Backend development for unusual target

Hi all (and apologies if this is in the wrong group),

I’m working with a new and somewhat unusual target: it has very limited general purpose registers (3), nearly unlimited memory (but each memory address can only be written once), and instead of working on bits, it works on a large prime field. Without going into details, it can do things such as work on bits, with help from an “advisor,” but it is less efficient. Now, I’d like to be able to compile a higher-level language to this ISA so that I and others can more easily write software targeting it. As I don’t have much experience with LLVM, I am not sure how difficult writing a backend targeting this ISA would be.
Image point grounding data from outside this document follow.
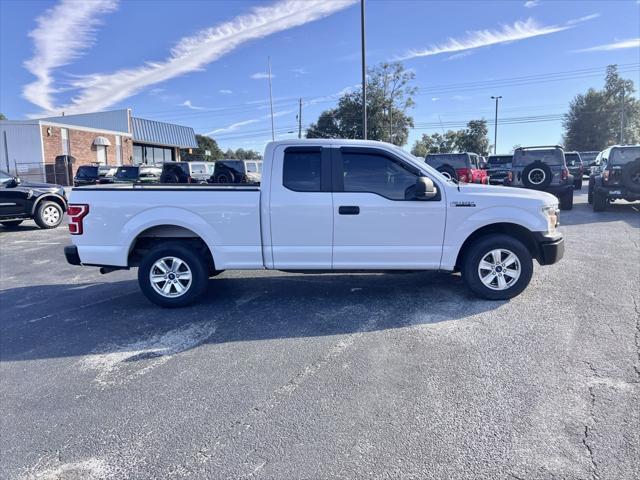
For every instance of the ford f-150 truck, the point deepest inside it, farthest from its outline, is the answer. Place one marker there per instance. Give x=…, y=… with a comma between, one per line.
x=322, y=205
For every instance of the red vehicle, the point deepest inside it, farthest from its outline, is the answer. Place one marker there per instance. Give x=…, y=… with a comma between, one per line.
x=463, y=167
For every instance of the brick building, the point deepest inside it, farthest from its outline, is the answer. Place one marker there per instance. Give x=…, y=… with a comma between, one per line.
x=30, y=148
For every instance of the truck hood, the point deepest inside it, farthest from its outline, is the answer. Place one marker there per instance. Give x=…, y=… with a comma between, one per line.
x=503, y=194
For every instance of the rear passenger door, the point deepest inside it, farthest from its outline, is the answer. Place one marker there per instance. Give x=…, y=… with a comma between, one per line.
x=378, y=223
x=301, y=209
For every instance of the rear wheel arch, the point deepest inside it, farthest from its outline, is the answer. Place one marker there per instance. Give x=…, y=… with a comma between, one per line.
x=151, y=237
x=513, y=230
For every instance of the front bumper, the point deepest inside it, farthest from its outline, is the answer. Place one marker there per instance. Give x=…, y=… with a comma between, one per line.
x=71, y=253
x=550, y=247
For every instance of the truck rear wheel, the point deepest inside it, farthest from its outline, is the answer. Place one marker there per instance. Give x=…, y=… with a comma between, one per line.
x=497, y=267
x=172, y=275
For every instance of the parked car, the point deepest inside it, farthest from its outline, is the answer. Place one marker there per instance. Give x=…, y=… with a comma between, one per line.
x=43, y=202
x=588, y=160
x=576, y=168
x=498, y=169
x=93, y=174
x=323, y=205
x=620, y=176
x=236, y=171
x=542, y=168
x=137, y=174
x=186, y=172
x=462, y=167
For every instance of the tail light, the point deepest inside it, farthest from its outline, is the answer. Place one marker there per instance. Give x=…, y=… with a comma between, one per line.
x=76, y=212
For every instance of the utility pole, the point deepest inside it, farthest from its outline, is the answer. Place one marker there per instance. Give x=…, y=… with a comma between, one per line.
x=364, y=74
x=495, y=126
x=273, y=130
x=300, y=118
x=622, y=118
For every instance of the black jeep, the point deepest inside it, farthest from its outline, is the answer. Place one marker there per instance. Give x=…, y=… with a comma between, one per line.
x=542, y=168
x=619, y=178
x=44, y=202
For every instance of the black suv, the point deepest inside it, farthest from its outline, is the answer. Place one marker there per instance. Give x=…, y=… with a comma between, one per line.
x=44, y=202
x=498, y=168
x=93, y=174
x=619, y=178
x=542, y=168
x=576, y=168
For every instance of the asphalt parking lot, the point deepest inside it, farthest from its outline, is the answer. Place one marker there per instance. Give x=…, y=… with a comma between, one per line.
x=279, y=376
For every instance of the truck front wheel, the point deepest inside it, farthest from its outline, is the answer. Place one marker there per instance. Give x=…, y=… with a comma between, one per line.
x=172, y=275
x=497, y=267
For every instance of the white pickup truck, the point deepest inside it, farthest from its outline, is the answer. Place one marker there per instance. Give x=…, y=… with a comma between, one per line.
x=323, y=205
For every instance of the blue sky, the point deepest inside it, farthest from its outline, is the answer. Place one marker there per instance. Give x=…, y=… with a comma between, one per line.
x=202, y=63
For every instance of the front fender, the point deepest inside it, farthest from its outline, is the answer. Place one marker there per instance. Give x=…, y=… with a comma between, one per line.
x=461, y=226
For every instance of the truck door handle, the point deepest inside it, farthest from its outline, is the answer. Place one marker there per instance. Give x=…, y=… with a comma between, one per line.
x=349, y=210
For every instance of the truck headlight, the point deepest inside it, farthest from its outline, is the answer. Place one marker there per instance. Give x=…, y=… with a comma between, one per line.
x=553, y=217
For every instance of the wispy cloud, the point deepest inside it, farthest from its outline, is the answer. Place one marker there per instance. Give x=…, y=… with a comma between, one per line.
x=188, y=104
x=101, y=90
x=520, y=30
x=631, y=43
x=237, y=125
x=261, y=75
x=63, y=34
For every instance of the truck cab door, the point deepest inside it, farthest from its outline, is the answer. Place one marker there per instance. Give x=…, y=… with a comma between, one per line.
x=378, y=222
x=301, y=208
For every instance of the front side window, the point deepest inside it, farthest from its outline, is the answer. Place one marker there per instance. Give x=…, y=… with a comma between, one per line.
x=302, y=170
x=376, y=173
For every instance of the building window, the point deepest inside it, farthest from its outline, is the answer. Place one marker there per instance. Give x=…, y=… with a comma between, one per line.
x=118, y=150
x=65, y=141
x=138, y=154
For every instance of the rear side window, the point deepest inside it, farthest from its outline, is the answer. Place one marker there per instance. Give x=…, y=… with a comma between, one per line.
x=374, y=173
x=301, y=170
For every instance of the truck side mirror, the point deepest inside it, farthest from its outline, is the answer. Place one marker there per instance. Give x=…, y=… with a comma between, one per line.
x=425, y=189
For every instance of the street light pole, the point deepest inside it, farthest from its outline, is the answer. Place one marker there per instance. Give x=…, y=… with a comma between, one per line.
x=495, y=126
x=364, y=74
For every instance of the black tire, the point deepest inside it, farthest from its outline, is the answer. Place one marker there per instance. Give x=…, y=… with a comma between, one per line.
x=195, y=263
x=577, y=183
x=630, y=176
x=11, y=223
x=481, y=249
x=48, y=214
x=599, y=201
x=448, y=171
x=537, y=175
x=566, y=201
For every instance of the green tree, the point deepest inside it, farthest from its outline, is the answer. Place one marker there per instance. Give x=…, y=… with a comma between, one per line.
x=593, y=119
x=389, y=97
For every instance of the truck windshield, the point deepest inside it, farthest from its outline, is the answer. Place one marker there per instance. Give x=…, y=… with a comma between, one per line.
x=620, y=156
x=456, y=160
x=87, y=172
x=572, y=158
x=127, y=173
x=550, y=157
x=499, y=159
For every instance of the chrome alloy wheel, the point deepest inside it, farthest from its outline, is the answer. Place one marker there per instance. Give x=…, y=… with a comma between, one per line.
x=170, y=277
x=51, y=215
x=499, y=269
x=536, y=176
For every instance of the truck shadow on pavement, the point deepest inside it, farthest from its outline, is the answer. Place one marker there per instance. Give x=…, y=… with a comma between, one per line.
x=91, y=319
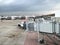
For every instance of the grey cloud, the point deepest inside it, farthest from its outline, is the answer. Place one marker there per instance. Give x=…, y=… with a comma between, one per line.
x=29, y=5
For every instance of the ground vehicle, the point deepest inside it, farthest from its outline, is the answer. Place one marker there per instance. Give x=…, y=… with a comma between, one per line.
x=22, y=25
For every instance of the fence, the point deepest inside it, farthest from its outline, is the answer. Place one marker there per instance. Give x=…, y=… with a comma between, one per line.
x=45, y=26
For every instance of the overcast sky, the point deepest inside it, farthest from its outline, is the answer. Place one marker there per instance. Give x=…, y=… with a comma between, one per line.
x=29, y=5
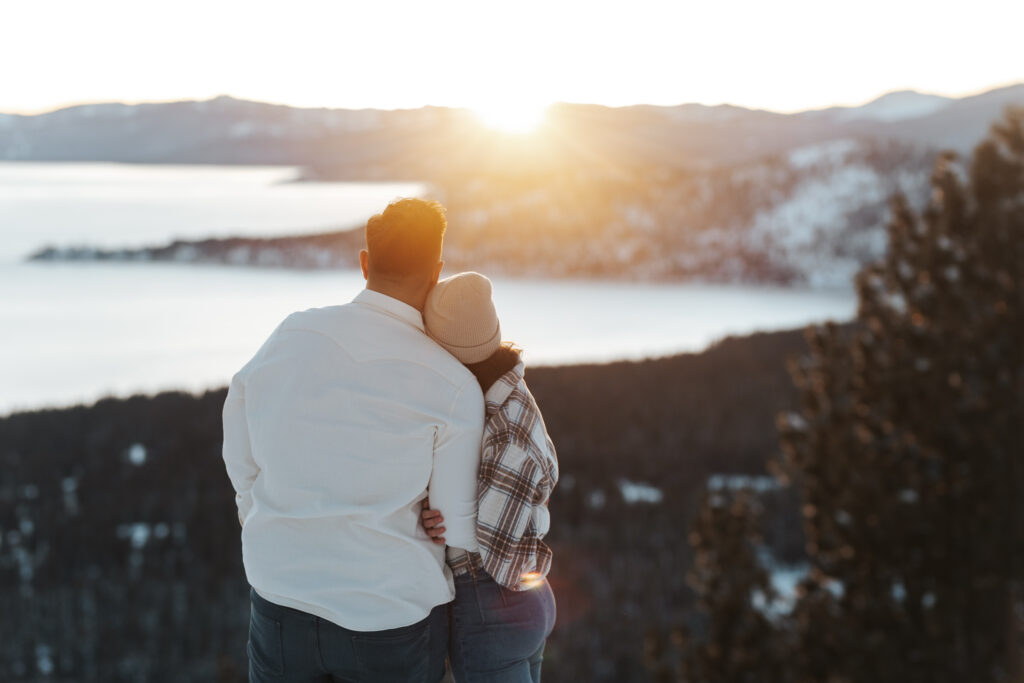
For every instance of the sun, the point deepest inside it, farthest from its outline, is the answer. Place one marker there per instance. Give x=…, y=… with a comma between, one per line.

As an alternative, I also imagined having the higher-level language compile to a RISC architecture (such as ARMv7), and then writing a compiler of my own (along with a runtime) to compile the ARM code into this ISA. Does this sound like a more straightforward task than writing a new LLVM backend?

Thanks, and let me know if any additional information would help.

3 GPRs is on the small side, but probably enough that you wouldn’t need any exotic register allocation strategy.

“each memory address can only be written once” sounds problematic; I’m not sure how you translate regular code to such a target, unless I’m misunderstanding how you expect it to work. LLVM code generation can’t work without a mutable stack.

LLVM backends are pretty complicated. If translating ELF binaries is sufficient for your work, I’d recommend it, I think; it’s probably easier, and amount of work required is a lot more predictable. If you’re not sure target to choose to translate, I’d probably recommend RISC-V. (ARMv6M is probably not that much harder, but might be a bit tricky to handle the flags register. ARMv7 has a much larger instruction set.) Depends on your goals, of course; if you want to learn more about LLVM, writing a backend is a good way to do that.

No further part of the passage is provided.